Я блефовал. Я никого не слышал и не видел. Но, как оказалось, попал в точку. Кадимагомед что-то громко крикнул по-чеченски. И теперь уже с двух сторон от нас с Ризваном раздался треск кустов. Бандиты подкрадывались скрытно, но отходили не таясь.
– Ну и слух у тебя, – удивился Ризван. – Я ничего не слышал. А я не первый день на войне. Не зря про вас говорят~
Он не сказал, что про нас говорят, и даже не сказал, про кого это – про вас, хотя я понял, что он имел в виду спецназ ГРУ. Ризван хотел подняться, потому что в пределах видимости показался Кадимагомед, но я нажатием гранаты на шею помешал его намерению.
– Не суетись. У меня же пальцы не железные, разжаться могут.
Кадимагомед сразу оценил ситуацию.
– А я так мечтал снять с тебя с живого шкуру, – сказал он мрачно, голосом показывая свое расстройство из-за невозможности осуществить планы.
– Она мне самому, признаюсь, нравится, – возразил я. – А делиться насущным я привык только с друзьями. Ситуацию понимаешь?
– Не слепой.
– Тогда к тебе вопрос. Что с пленниками?
– С вашими, что ли?
– С нашими. А у тебя и другие есть?
– Сидят они, где и сидели.
– Живы?
– Живы. По крайней мере когда я уезжал, были живы. Кстати, освободить их силовым методом не пытайся. При первой же опасности пещеру взорвут, и всех пленников просто засыплет землей. Не торопись их погубить. Выход у тебя один: очень беречь для обмена Ризвана.
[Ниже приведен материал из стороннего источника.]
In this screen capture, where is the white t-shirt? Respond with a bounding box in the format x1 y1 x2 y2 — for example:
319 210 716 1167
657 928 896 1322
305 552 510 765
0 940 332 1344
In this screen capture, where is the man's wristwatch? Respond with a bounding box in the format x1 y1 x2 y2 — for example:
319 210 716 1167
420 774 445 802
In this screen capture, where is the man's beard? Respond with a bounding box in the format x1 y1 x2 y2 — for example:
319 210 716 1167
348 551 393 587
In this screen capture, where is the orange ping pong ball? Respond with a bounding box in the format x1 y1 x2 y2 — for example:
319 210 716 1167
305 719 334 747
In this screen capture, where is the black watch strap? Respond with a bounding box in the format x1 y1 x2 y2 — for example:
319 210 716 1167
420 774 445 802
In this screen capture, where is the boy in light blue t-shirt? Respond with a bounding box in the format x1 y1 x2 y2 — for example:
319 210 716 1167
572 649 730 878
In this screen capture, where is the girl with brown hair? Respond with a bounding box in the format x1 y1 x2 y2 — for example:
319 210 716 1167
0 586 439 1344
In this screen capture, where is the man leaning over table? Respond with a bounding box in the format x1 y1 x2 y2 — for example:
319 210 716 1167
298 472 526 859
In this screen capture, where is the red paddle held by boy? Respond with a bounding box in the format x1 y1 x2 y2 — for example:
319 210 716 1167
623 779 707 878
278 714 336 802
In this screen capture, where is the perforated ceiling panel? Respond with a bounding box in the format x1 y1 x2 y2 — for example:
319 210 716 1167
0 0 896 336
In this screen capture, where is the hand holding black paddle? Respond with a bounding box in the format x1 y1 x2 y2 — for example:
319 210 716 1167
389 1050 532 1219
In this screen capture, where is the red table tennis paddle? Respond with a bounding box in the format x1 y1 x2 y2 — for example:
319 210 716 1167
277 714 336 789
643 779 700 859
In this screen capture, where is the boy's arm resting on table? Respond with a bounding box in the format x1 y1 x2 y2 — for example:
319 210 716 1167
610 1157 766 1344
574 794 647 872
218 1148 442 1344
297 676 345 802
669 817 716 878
– Я уже предложил это сам. Почему обмен не состоялся? Джабраил все рассказал?
– Все рассказал. Только Авдорхан не захотел отдавать брата Асланбеку. И правильно сделал. Он понадеялся, что ты Асланбека проведешь. Ты и провел.
– Я желаю провести обмен.
– Как? Твои условия? Рассказывай.
– Вы сейчас пропускаете нас и ждете Асланбека. Эмир уже настрелялся вдоволь. Скоро здесь будет. Скажите ему, что никто не проходил. Мы идем в сторону села. Ты, Кадимагомед, предположишь, что я повел Ризвана в противоположную сторону, ближе к федеральным постам. А потом я буду говорить с Авдорханом. Мы найдем общий язык.
Кадимагомед оказался человеком решительным и думал недолго.
– Пусть так. Не хотел я тебя со шкурой отпускать, но твоя пока взяла. Можете идти, я предупрежу людей.
– Мне трубка нужна, чтобы с Авдорханом связаться.
– Исмаил, – крикнул Кадимагомед. – Отдай свою трубку.
Исмаил лежал от нас в пяти шагах. Поднялся и протянул трубку без каких бы то ни было сомнений. Авторитет Кадимагомеда был непререкаемым.
– Тогда до встречи. Пойдем, Ризван. Еще~ Провожать нас не надо, я быстро стреляю, и стрелять буду без предупреждения. Побереги, Кадимагомед, людей. У нас не мир и даже не перемирие. У нас согласованные уступки в целях достижения общего взаимовыгодного результата. Поэтому я оставляю за собой право стрелять, как и вы оставляете за собой это право. Но выстрел в меня будет выстрелом в Ризвана.
– Иди, – согласился Кадимагомед. – Но имей в виду, что я тебя все равно достану и сниму с тебя шкуру. Ты вчера убил слишком много моих друзей и родственников. Я тебя не смогу простить.
– Я не обещаю тебе этого же. Шкуру снимать – это не в моем вкусе. Я тебя просто убью при следующей встрече. Как убил твоих друзей и родственников. Мы были врагами, врагами и останемся.
– Иди.
2
Дорога оказалась нелегкой~ Она и без того была сложной для всякого, проезжающего здесь впервые. Но спецназовцы без труда смогли бы проехать этот путь днем, и даже на высокой скорости, но ночью, без света фар, и даже с выключенными габаритными огнями они двигались неторопливо и аккуратно. Тем не менее двигались, и это было важно. Хотя не менее важным было намерение не опоздать, хотя надежда была, что события не начнут развиваться излишне быстро – любая операция требует предварительной рекогносцировки.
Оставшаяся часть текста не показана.